International Language Support (INTL)
cf) Firebird 2.5 Release Notes
Some improvements appear in this release to tighten and enhance Firebird's handling capabilities for international language environment.
Default COLLATION Attribute for a Database
Databases of ODS 11.2 and higher can now optionally be created with a default collation associated with the default character set. For details, please see Default COLLATION Attribute for a Database in the DDL chapter.
ALTER CHARACTER SET Command
DDL syntax has been introduced to enable the default collation for a character set to be set at database level. For details, please see ALTER CHARACTER SET Command in the DDL chapter.
Connection Strings & Character Sets
Capability has been implemented in the API database connection (DPB) area to interoperate with the character set and/or code page of server and client, to avoid the previous problems that could occur when file names contained non-ASCII characters.
Refer to the topic Connection Strings & Character Sets in the chapter Changes to the Firebird API and ODS. Even if you are not normally interested in the API, this topic will be a worthwhile read if you have been bothered with such issues.
Other Improvements
Introducer Syntax Usage
The usage of introducer syntax, i.e., prefixing an underscore to a character set name, to force the succeeding text literal to transliterated to that character set, has caused some problems in situations where a single SQL statement entails usage of more than one character set. The actual problems differ from version to version, showing up as transliteration errors, malformed string errors or just as some kind of unexpected behaviour.
Problems could occur in two different usage scenarios.-
One query is employing the introducer syntax when another query perfoms a select from MON$STATEMENTS
Introducer syntax was used in a PSQL module
To enable a workaround for such problems, it is now possible to transform the literal string into the hex representation of the ASCII characters being submitted by the introducer. For example:
select _dos850 '123áé456' from rdb$database
may be transformed to
select _dos850 X'313233A082343536' from rdb$database
Malformed UNICODE_FSS Characters Disallowed
Tracker reference CORE-1600.
Malformed characters are no longer allowed in data for UNICODE_FSS columns.

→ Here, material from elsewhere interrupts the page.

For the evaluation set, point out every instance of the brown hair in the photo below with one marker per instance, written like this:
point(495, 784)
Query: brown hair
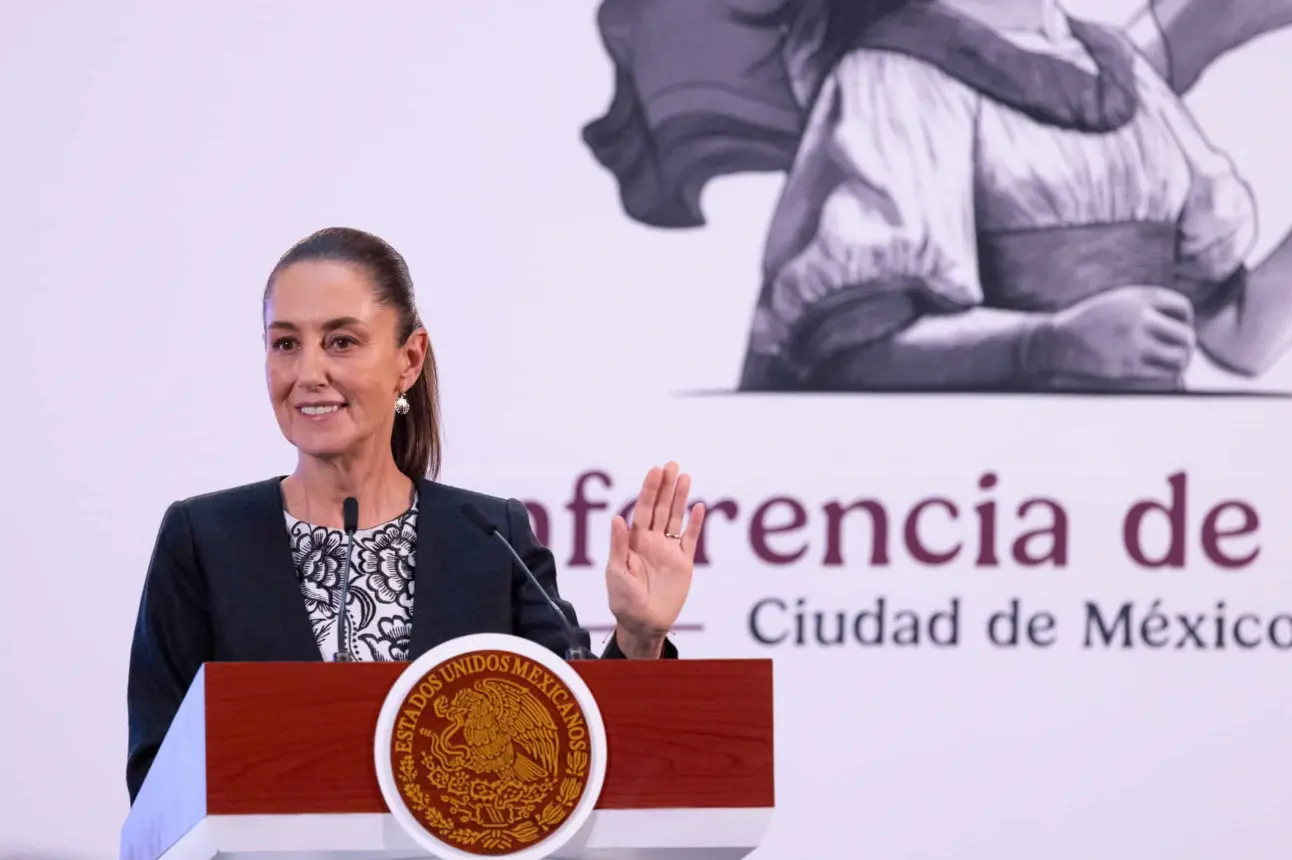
point(415, 442)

Repair Switches for Malformed Strings
New restore switches were added to the gbak utility code for the purpose of repairing malformed UNICODE_FSS data and metadata by restoring a backup of the affected database. Details are in the gbak section of the Utilities chapter.
Numeric Sort Attributes
Tracker reference: CORE-1945)
For UNICODE collations only, a custom attribute NUMERIC-SORT has been enabled for specifying the order by which to sort numerals.
Format & Usage
NUMERIC-SORT={0 | 1}
The default, 0, sorts numerals in alphabetical order. For example:
1 10 100 2 20
1 sorts numerals in numerical order. For example:
1 2 10 20 100
Example
create collation unicode_num for utf8 from unicode 'NUMERIC-SORT=1';
Character Sets and Collations
UNICODE_CI_AI
Tracker reference CORE-824.
UNICODE_CI_AI: case-insensitive, accent-insensitive collation added for UTF8.
WIN_1258
Tracker reference CORE-2185.
Added alias WIN_1258 for WIN1258 character set, for consistency with other WIN* character sets.
SJIS and EUCJ Character Sets
Tracker reference CORE-2103.
Strings in SJIS and EUCJ character sets are now verified for well-formedness.
Character set GB18030
Tracker reference CORE-2636.
GB18030 is a Chinese national standard describing the required language and character support necessary for software in China. It has been activated from ICU.